North Americans in general don’t tend to mark or celebrate changes of life cycles, except maybe for births and weddings. Other events are highlighted by mundane parties. In other parts of the world, coming of age ceremonies are imbued by tradition, meaning and symbolism. They are created for girls and boys as stepping stones into womanhood and manhood. I have even heard of ceremonies for women at the other end of the spectrum, when their bleeding stops. This is called the ceremony for the crone, a woman of wisdom.
Certainly, these practices did not exist in my extended family nor for anyone else I knew. There was one exception. In grade 9, a school mate shared with me that her dad had given her a rose the first time she had “her period.” That seemed really nice but quite extraordinary. An invitation from a friend who recently emigrated from Poland brought a new perspective on that practice.

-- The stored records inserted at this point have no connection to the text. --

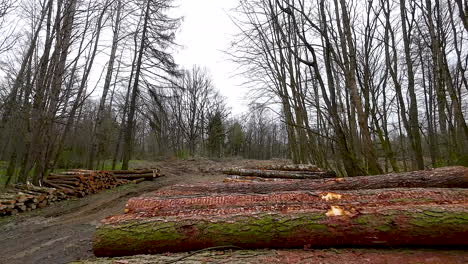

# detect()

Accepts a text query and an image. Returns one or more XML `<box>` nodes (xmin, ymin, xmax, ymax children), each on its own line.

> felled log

<box><xmin>114</xmin><ymin>173</ymin><xmax>158</xmax><ymax>181</ymax></box>
<box><xmin>222</xmin><ymin>168</ymin><xmax>336</xmax><ymax>179</ymax></box>
<box><xmin>109</xmin><ymin>170</ymin><xmax>155</xmax><ymax>174</ymax></box>
<box><xmin>70</xmin><ymin>249</ymin><xmax>468</xmax><ymax>264</ymax></box>
<box><xmin>132</xmin><ymin>178</ymin><xmax>146</xmax><ymax>184</ymax></box>
<box><xmin>251</xmin><ymin>164</ymin><xmax>321</xmax><ymax>172</ymax></box>
<box><xmin>162</xmin><ymin>166</ymin><xmax>468</xmax><ymax>196</ymax></box>
<box><xmin>124</xmin><ymin>188</ymin><xmax>468</xmax><ymax>217</ymax></box>
<box><xmin>94</xmin><ymin>202</ymin><xmax>468</xmax><ymax>256</ymax></box>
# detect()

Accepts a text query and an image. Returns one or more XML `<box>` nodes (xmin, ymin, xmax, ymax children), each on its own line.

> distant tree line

<box><xmin>1</xmin><ymin>0</ymin><xmax>467</xmax><ymax>185</ymax></box>
<box><xmin>0</xmin><ymin>0</ymin><xmax>289</xmax><ymax>186</ymax></box>
<box><xmin>229</xmin><ymin>0</ymin><xmax>468</xmax><ymax>176</ymax></box>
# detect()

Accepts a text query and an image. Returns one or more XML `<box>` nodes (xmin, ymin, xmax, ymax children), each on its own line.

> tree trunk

<box><xmin>222</xmin><ymin>168</ymin><xmax>336</xmax><ymax>179</ymax></box>
<box><xmin>94</xmin><ymin>202</ymin><xmax>468</xmax><ymax>256</ymax></box>
<box><xmin>160</xmin><ymin>167</ymin><xmax>468</xmax><ymax>195</ymax></box>
<box><xmin>88</xmin><ymin>0</ymin><xmax>122</xmax><ymax>169</ymax></box>
<box><xmin>122</xmin><ymin>0</ymin><xmax>151</xmax><ymax>170</ymax></box>
<box><xmin>400</xmin><ymin>0</ymin><xmax>424</xmax><ymax>170</ymax></box>
<box><xmin>125</xmin><ymin>188</ymin><xmax>467</xmax><ymax>216</ymax></box>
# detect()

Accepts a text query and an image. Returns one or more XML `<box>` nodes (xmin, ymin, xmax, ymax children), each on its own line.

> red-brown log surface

<box><xmin>124</xmin><ymin>188</ymin><xmax>468</xmax><ymax>217</ymax></box>
<box><xmin>157</xmin><ymin>167</ymin><xmax>468</xmax><ymax>196</ymax></box>
<box><xmin>44</xmin><ymin>170</ymin><xmax>128</xmax><ymax>197</ymax></box>
<box><xmin>222</xmin><ymin>168</ymin><xmax>336</xmax><ymax>179</ymax></box>
<box><xmin>94</xmin><ymin>202</ymin><xmax>468</xmax><ymax>257</ymax></box>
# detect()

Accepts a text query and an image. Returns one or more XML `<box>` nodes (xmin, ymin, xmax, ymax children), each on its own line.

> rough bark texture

<box><xmin>75</xmin><ymin>249</ymin><xmax>468</xmax><ymax>264</ymax></box>
<box><xmin>222</xmin><ymin>168</ymin><xmax>336</xmax><ymax>179</ymax></box>
<box><xmin>94</xmin><ymin>203</ymin><xmax>468</xmax><ymax>257</ymax></box>
<box><xmin>124</xmin><ymin>188</ymin><xmax>467</xmax><ymax>217</ymax></box>
<box><xmin>158</xmin><ymin>167</ymin><xmax>468</xmax><ymax>196</ymax></box>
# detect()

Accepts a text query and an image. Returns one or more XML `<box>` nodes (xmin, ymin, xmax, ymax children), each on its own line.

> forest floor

<box><xmin>0</xmin><ymin>158</ymin><xmax>467</xmax><ymax>264</ymax></box>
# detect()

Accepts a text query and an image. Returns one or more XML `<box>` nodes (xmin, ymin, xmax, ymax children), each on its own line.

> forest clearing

<box><xmin>1</xmin><ymin>0</ymin><xmax>468</xmax><ymax>263</ymax></box>
<box><xmin>0</xmin><ymin>159</ymin><xmax>467</xmax><ymax>264</ymax></box>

One day, Marysia invited me and a few other women to create a ceremony for her daughter who had just begun her first moon cycle. As if it were the most natural thing in the world, she asked if we could share our wisdom with her teenager to welcome her in our woman clan. Wisdom? Frankly, I didn’t know that I had any, especially on that subject. My own moon cycle had always been painful, accompanied by indigestion and harsh migraines. “Menstruation” needed to remain discrete, preferably invisible, especially around men, meaning my dad and brothers. Fortunately, at the time of the invitation, many years later, I had already met my spiritual teacher and started healing work around issues of femininity.

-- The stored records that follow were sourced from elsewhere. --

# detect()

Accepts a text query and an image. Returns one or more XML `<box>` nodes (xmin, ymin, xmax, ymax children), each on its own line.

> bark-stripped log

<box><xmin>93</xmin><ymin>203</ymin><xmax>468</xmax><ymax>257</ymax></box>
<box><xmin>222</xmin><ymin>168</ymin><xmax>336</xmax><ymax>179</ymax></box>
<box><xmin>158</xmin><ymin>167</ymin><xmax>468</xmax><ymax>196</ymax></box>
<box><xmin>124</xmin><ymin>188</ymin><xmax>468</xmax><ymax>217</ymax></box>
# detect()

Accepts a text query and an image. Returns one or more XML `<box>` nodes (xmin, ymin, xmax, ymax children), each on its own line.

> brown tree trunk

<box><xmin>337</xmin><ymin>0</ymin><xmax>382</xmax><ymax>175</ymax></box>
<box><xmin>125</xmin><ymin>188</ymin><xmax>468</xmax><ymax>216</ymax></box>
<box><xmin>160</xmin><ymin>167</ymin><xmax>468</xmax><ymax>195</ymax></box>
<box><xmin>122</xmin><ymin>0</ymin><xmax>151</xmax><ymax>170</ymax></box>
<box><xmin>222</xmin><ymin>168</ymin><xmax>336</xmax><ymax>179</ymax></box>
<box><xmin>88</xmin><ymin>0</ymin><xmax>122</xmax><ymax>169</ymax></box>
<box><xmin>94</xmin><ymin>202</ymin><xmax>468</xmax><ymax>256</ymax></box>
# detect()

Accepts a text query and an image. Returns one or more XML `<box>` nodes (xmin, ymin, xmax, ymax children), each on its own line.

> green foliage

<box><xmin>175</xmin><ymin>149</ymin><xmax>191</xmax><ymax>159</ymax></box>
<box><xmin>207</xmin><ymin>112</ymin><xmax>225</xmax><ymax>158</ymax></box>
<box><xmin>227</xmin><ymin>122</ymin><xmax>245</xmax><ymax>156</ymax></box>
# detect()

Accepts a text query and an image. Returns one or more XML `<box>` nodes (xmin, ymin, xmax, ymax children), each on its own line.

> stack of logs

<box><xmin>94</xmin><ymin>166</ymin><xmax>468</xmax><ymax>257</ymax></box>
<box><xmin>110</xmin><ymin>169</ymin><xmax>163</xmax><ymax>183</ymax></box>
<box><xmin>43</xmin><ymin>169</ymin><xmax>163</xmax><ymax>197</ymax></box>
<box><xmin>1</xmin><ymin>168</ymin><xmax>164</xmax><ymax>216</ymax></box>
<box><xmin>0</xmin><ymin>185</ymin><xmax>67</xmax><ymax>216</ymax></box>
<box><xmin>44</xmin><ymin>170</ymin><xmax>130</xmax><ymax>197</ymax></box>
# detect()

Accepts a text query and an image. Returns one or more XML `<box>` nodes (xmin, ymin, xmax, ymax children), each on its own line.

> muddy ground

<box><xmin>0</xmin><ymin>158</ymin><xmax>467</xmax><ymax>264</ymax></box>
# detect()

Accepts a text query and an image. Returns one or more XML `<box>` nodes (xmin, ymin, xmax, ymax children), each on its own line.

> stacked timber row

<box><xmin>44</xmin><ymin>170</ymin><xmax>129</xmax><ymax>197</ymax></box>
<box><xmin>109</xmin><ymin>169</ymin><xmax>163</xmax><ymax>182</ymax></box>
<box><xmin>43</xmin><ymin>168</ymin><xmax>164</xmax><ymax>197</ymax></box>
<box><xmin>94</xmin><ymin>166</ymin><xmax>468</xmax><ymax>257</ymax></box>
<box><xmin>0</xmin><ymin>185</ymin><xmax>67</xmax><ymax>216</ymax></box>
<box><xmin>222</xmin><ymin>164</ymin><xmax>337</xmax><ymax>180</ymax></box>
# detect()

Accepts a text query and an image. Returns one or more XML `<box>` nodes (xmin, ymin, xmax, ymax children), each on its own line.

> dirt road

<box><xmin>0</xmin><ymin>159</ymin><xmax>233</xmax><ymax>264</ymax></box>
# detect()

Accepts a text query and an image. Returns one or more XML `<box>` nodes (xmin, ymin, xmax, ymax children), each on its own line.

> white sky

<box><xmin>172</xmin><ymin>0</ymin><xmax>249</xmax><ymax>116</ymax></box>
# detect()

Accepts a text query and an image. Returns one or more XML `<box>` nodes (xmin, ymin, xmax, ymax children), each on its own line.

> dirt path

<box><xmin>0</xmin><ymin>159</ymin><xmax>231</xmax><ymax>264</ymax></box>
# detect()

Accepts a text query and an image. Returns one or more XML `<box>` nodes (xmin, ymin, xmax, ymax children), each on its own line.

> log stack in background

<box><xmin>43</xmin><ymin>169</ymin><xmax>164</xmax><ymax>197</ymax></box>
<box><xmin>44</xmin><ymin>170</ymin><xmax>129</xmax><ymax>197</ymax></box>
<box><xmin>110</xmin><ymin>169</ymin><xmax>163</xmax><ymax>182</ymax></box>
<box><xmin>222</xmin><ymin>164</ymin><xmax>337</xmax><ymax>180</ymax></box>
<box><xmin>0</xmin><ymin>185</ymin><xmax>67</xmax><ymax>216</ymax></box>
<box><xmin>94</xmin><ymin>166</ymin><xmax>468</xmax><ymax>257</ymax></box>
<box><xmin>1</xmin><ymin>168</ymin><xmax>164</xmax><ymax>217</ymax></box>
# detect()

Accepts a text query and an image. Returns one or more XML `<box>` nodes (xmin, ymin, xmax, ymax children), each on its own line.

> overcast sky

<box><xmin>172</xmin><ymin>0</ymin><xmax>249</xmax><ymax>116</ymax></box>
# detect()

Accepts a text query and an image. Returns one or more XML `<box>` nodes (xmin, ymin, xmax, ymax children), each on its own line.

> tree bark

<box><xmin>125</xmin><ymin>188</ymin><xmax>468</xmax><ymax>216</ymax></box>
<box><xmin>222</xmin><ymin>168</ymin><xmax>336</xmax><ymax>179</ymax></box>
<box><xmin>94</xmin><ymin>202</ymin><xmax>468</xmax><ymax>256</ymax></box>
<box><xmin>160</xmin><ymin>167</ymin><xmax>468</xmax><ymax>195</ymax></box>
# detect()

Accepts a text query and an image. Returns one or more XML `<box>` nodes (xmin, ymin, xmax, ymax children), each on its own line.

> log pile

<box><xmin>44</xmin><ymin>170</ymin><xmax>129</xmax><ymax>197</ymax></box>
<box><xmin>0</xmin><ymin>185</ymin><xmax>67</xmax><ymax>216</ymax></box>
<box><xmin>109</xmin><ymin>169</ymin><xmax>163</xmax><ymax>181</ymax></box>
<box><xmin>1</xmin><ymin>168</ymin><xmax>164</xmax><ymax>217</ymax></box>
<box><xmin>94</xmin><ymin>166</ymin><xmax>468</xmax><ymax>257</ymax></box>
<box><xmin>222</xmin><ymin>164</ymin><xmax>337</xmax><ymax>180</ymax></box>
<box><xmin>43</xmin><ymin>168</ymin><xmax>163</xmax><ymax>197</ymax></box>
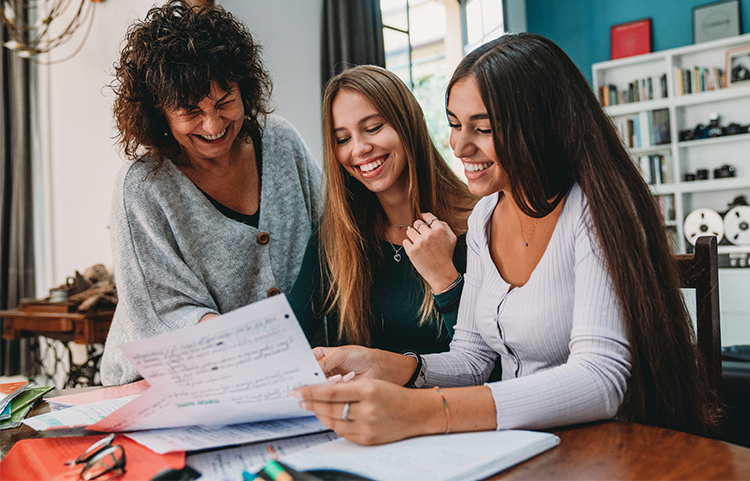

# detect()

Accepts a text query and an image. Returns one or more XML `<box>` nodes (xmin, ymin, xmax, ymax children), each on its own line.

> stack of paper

<box><xmin>23</xmin><ymin>296</ymin><xmax>331</xmax><ymax>453</ymax></box>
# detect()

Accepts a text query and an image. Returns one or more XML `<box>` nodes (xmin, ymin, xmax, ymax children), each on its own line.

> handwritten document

<box><xmin>186</xmin><ymin>431</ymin><xmax>339</xmax><ymax>481</ymax></box>
<box><xmin>87</xmin><ymin>295</ymin><xmax>326</xmax><ymax>432</ymax></box>
<box><xmin>124</xmin><ymin>416</ymin><xmax>329</xmax><ymax>454</ymax></box>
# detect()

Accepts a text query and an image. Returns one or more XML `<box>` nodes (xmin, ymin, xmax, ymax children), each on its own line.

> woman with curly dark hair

<box><xmin>101</xmin><ymin>0</ymin><xmax>321</xmax><ymax>385</ymax></box>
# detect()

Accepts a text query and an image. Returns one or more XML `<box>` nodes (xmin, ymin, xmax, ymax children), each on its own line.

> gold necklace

<box><xmin>388</xmin><ymin>222</ymin><xmax>412</xmax><ymax>230</ymax></box>
<box><xmin>517</xmin><ymin>216</ymin><xmax>541</xmax><ymax>247</ymax></box>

After debating what to give to our young friend, I decided to write a poem for her. Unexpectedly, the gift turned out to be as much for me as it was for her. Why? Because the poem brought out knowledge, feelings and wisdom I did not know I had. The words were meant to encourage her and support her on her new path as a woman. It did more. It brought me a new way of looking at my own moon cycle and valuing it rather than seeing it as something I wish did not exist.
On the afternoon of the ceremony, the young teen welcomed us, rather shy about the whole affair. Marysia, on the contrary was all smiles and motherly pride. She had given carte blanche to all the guests and she just took the role of discrete master of ceremony. The afternoon turned out to be joyful, thoughtful and meaningful. We shared experiences where similarities, differences and creativity turned out to be quite fun. We sang, danced, talked, gave presents and ate delicious traditional Polish sweets.
To my great surprise, some of the other women shared how appreciative they had always been of being a women, enjoying cramp-free menses and feeling part of the universal Mother. One even said that she had looked forward to having her period! All the stories were worth being told and heard, both by our young friend and the older women. It created a bond I will never forget.
So if you do have a daughter or a son coming of age, this type of ceremony is a great gift to offer, to receive and an even bigger opportunity to bond and strengthen the spirit of community. Dad will need to be in charge of the young man’s party. Daughters and sons will likely remember this as an uplifting an honouring life initiation that prepared them to step gracefully into the next phase.